Lt. Gen. Frank M. Andrews was a pioneer in the field of military aviation...In 1942, he became the commander of all U.S. forces in the Middle East, and in February 1943, he was given supreme command of all U.S. forces in the European Theater of Operations (ETO). Unfortunately, three months after this assignment he was killed in the crash of a B-24 Liberator bomber while attempting a landing in Iceland.Andrews Air Force Base in Maryland, on the southeast outskirts of Washington, D.C., is named in his honor.
Brig. Gen. Charles Henry Barth, Jr., was the chief of staff for General Andrews’ European theater command and was on the same flight that crashed in Iceland, killing General Andrews and 13 others.
Maj. Gen. Hugh J. Gaffey...Gaffey commanded the 4th Armored Division during the relief operation at Bastogne. Following this successful operation, he was given command of VII Corps. He was killed in a plane crash shortly after the capitulation of Germany in 1945.
Brig. Gen. Stuart Chapin Godfrey was commander of Geiger [Air] Field near Spokane, Wash. Godfrey had directed construction of airfields in the China-Burma-India theatre for use by B-29 Superfortress bombers on raids against Japan prior to assuming command at Geiger Field. He was returning from a conference at Fort Hamilton in San Francisco in 1945 when his plane crashed into a small hill six miles from Geiger Field.
Major Gen.
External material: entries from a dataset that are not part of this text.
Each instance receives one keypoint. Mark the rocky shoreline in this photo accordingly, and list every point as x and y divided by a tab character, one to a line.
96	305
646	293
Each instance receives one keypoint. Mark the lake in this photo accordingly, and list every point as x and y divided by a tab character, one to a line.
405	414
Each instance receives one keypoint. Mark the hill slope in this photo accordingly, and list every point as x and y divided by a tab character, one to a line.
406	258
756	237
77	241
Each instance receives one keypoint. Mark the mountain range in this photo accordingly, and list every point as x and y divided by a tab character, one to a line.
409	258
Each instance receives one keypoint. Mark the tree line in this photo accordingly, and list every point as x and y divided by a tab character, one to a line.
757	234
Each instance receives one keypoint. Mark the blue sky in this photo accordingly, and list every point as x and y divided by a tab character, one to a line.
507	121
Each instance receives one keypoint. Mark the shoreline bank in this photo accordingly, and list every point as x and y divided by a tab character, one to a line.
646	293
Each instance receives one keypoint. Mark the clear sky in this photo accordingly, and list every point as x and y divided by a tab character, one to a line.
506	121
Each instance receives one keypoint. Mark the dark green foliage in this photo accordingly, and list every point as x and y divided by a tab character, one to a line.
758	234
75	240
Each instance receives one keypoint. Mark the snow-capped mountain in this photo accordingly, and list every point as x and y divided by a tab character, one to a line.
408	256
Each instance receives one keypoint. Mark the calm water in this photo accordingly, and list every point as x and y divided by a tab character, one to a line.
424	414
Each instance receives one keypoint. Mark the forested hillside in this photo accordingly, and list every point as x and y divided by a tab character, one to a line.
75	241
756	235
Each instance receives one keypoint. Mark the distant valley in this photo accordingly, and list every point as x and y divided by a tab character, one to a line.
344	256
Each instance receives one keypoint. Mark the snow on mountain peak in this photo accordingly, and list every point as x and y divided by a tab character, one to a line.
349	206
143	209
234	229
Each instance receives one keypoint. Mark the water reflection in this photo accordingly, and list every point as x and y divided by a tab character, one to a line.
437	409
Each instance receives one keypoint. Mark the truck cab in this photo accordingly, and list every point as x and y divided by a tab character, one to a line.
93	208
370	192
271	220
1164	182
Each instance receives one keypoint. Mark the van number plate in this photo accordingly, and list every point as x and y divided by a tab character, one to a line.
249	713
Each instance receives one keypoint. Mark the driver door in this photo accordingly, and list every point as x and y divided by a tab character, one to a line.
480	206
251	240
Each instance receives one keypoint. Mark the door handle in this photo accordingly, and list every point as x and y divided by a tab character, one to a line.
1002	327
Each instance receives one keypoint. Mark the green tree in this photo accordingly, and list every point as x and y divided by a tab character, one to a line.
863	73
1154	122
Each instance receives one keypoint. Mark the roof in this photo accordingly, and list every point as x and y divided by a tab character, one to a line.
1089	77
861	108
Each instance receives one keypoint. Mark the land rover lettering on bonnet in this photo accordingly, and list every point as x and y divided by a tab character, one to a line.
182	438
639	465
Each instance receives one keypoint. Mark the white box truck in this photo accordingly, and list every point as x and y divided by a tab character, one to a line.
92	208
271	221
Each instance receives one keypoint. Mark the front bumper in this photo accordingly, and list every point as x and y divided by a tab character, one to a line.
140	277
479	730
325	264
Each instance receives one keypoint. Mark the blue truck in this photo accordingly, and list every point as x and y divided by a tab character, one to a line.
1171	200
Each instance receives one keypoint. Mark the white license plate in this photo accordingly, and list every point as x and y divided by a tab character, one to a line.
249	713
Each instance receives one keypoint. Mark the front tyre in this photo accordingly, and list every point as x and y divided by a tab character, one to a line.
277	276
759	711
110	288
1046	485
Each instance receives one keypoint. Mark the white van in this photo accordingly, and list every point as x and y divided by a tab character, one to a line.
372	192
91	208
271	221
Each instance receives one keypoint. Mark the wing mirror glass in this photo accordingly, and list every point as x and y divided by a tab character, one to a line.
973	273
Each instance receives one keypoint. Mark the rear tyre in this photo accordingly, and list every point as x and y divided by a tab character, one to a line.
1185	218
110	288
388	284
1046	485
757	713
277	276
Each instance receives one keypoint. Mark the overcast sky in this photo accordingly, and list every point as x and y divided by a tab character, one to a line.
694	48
Stonewall Jackson was commander of the 84th Infantry Division at the time of his death in 1943. Jackson had only been in command a few months, assuming command of the division in February 1943, and he was promoted to major general in March. The division was on maneuvers at Fort (then Camp) Polk, La.
Lt. Gen. Leslie McNair was one of the highest ranking American officers killed in World War II. McNair had been commander of Army ground forces and was responsible for training of all components of the active Army, Army Reserve, and National Guard. He wanted a field command but never received one. As frequently as he could, he visited the fronts and was wounded in Tunisia. He was made commander of the mythical 1st Army Group, replacing General Patton McNair was observing the 30th Infantry Division’s preparations for deployment to St. Lo in 1944 when the Army Air Corps accidentally dropped bombs on his position and he was killed. He was posthumously promoted to full general in 1945.Ironically, his son, Colonel Douglas McNair, chief of staff of the 77th Division, was killed two weeks later by a sniper on Guam.
Maj. Gen. Theodore Roosevelt, Jr., was the only American general to go ashore in the first wave on D-Day...On July 12, 1944, Roosevelt was given command of the 90th Division. He died later that night of a heart attack, at the age of 57.
General George S. Patton Jr., died quietly in his sleep on December 21, 1945, from complications from an automobile accident near Mannheim, Germany, on December 9.